Entriamo praticamente subito, e la discoteca è stracolma di gente sudata, completamente fatta e decisamente ubriaca. Mi levo delle due compari il prima possibile, facendole andare avanti tra la massa, mentre mi dirigo verso il bar. Ordino subito uno shot di vodka liscia. Un tipo insiste subito affinché paghi lui il drink. Lo lascio fare, ma non ho alcuna intenzione di parlarci ancora. Lui, invece, cerca in tutti i modi di avviare una conversazione. Ma levati, Dio Santissimo.

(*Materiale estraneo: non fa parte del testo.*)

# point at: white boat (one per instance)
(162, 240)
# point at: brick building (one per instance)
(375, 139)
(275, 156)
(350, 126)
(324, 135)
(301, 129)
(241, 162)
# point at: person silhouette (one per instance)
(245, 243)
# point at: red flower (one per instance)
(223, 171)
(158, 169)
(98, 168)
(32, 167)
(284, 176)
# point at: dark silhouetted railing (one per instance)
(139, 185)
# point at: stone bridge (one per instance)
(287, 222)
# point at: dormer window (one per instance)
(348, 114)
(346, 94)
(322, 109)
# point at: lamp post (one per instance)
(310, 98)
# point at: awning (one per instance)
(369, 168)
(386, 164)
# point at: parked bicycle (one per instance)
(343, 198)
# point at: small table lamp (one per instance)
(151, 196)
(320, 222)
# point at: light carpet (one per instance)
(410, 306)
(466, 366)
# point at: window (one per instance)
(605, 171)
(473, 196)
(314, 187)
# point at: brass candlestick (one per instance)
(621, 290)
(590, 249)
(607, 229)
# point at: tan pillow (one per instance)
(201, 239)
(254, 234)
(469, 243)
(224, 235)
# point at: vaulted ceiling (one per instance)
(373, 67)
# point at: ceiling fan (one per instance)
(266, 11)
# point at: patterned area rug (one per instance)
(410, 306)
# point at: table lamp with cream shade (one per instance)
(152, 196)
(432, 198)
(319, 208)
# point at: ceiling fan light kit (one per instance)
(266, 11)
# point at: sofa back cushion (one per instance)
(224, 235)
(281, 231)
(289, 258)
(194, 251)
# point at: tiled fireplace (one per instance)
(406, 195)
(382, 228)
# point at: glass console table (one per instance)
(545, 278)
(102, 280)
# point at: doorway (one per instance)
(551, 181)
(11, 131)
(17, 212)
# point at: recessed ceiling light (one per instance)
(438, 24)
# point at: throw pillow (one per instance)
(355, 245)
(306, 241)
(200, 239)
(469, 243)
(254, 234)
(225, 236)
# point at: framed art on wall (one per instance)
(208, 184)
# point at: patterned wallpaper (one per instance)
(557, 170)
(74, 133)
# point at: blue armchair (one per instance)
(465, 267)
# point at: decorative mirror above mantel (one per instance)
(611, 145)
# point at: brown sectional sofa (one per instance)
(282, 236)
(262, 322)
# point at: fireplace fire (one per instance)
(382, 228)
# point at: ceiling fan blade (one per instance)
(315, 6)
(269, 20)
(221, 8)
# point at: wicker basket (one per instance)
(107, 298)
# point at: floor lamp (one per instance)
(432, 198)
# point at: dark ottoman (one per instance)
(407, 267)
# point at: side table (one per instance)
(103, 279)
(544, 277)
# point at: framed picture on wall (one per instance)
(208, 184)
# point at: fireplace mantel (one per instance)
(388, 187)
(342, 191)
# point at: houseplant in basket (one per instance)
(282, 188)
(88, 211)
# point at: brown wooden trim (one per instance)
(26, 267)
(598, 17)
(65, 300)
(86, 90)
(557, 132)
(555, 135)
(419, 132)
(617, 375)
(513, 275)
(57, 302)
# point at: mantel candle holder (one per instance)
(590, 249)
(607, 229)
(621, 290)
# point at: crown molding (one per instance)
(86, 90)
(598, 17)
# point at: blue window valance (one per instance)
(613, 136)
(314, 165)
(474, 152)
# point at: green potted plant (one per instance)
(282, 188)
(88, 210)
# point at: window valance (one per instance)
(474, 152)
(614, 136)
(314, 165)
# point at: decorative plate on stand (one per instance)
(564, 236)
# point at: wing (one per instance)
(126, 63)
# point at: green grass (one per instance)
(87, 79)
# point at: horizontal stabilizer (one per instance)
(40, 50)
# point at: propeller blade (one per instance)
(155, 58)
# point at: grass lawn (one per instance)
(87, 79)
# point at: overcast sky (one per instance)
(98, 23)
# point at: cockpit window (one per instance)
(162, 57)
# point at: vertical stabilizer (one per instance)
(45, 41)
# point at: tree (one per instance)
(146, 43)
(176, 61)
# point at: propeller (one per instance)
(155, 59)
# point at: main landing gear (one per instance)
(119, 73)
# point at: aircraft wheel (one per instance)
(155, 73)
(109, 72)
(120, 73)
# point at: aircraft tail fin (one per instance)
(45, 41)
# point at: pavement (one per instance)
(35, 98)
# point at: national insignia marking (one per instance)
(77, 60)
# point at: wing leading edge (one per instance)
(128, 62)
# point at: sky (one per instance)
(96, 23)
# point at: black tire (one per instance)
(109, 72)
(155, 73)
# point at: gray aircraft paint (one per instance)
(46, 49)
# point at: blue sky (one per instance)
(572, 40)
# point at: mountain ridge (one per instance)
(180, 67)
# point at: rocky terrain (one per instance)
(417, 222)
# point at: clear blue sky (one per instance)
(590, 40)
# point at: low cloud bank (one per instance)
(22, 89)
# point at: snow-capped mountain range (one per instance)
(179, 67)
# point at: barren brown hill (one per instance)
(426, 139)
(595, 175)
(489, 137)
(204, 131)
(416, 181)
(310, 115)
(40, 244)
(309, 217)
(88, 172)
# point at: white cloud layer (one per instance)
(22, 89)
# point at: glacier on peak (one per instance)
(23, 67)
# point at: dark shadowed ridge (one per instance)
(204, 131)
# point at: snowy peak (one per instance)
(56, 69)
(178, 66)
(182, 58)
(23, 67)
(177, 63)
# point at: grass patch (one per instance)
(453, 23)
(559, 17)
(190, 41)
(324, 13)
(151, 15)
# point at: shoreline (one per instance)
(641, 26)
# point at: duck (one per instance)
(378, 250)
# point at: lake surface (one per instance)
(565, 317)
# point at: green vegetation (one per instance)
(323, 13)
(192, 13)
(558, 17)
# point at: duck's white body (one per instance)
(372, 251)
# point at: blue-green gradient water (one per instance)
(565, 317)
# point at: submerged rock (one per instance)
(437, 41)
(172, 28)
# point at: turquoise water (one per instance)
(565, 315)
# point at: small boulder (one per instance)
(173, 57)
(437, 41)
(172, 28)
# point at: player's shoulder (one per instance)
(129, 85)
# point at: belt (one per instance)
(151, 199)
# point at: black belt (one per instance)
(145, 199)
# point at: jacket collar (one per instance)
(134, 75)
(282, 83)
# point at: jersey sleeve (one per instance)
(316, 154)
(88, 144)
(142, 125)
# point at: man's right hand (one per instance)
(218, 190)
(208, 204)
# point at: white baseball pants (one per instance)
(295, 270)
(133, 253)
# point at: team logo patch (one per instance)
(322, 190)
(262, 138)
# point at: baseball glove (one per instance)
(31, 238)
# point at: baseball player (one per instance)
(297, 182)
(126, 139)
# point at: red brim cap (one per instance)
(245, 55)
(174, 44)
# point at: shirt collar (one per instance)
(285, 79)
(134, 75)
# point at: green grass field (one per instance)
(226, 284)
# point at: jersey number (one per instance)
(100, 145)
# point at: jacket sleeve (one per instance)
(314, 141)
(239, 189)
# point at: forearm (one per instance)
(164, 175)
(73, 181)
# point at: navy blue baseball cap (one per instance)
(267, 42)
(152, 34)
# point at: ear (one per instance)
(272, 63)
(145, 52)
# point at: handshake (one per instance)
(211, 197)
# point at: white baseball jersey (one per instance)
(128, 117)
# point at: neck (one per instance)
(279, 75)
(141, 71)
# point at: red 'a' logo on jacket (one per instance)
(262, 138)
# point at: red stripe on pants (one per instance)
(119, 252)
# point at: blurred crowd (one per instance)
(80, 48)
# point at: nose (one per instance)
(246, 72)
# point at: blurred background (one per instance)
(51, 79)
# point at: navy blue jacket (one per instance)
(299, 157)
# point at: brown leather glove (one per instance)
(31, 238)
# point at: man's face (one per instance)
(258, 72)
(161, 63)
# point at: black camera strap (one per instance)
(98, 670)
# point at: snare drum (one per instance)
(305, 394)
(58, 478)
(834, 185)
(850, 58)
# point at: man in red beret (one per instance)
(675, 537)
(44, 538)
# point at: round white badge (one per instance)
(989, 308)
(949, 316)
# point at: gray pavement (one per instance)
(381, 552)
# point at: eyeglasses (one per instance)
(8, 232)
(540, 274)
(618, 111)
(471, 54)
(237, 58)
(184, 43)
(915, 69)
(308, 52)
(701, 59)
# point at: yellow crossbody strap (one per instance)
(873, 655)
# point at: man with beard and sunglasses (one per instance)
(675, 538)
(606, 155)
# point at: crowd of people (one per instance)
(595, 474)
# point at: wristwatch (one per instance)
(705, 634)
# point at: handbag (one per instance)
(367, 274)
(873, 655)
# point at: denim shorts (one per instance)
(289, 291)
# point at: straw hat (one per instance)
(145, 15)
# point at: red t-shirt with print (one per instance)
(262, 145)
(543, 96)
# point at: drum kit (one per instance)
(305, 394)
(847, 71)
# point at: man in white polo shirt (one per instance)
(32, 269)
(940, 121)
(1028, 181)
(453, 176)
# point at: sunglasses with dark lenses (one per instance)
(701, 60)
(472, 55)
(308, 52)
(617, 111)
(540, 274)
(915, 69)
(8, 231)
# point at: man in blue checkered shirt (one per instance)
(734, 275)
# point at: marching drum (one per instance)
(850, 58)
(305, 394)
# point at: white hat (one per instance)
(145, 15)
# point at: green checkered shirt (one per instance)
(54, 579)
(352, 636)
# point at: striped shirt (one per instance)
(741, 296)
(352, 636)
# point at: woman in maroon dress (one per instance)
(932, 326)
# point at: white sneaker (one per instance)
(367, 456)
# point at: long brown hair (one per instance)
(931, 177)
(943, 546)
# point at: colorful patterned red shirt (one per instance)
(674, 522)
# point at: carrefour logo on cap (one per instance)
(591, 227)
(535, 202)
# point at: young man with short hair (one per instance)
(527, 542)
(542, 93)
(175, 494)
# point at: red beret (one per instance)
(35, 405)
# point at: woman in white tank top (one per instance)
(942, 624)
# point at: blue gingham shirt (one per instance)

«Senti, sarò sincera con te. Non mi piaci. Diciamo che cerco un altro tipo di compagnia.» gli dico, indicando una ragazza che indossa un top quasi inesistente e degli shorts sculati. Il tipo mi guarda sbuffando e se ne va borbottando qualcosa contro i gay. Mi volto nuovamente verso il barista, ma stavolta ordino un Negroni. Appena me lo appoggia sul bancone, lo afferro e me ne vado verso la pista. La musica prende di brutto, il capannone sembra stia per crollare, per quanto sta tremando. Mi infilo in pista ed inizio a muovermi, tra un sorso e l’altro. Mi si appiccicano addosso due ragazzi. Non dimostrano più di sedici anni, ma sembrano appena usciti da un catalogo di moda, quindi li lascio strusciarsi addosso a me. Uno mi mette una mano sul culo e mi dice qualcosa, prima di infilarmi la lingua in bocca. Inizia quel momento della serata in cui non capisci se quello che stai facendo è davvero quello che vuoi. Continuo a lasciarlo fare, mentre l’altro continua a strusciarsi, per poi afferrarmi la mano e iniziare a guidarla verso i suoi jeans.
 
Quando esco, nemmeno mi accorgo di essere ancora avvinghiata a quei due tizi. Mi trascinano su un’auto e mi fanno sedere dietro, in mezzo tra di loro. Lancio un’occhiata all’orario: sono le tre e ventisette. Butto la testa all’indietro non appena uno dei due avvicina le sue labbra al mio collo mentre l’altro mi mette una mano sulle tette e cerca di infilarla sotto il vestito. Io rido ed inizio a far scorrere le mia mani sui loro corpi sudati e scolpiti. Il viaggio sembra interminabile, e appena sento l’auto fermarsi, i due si staccano da me. Mi fanno uscire, barcollante sui tacchi, e mi trascinano su per le scale di uno stabile. La testa mi gira un botto, ma non per questo smetto di baciarli, a volte separatamente, a volte insieme. Poi ci spogliamo. Il letto comincia a tremare e le risate e i gemiti si fanno sempre più frequenti, mentre io prego affinché questo momento duri per sempre.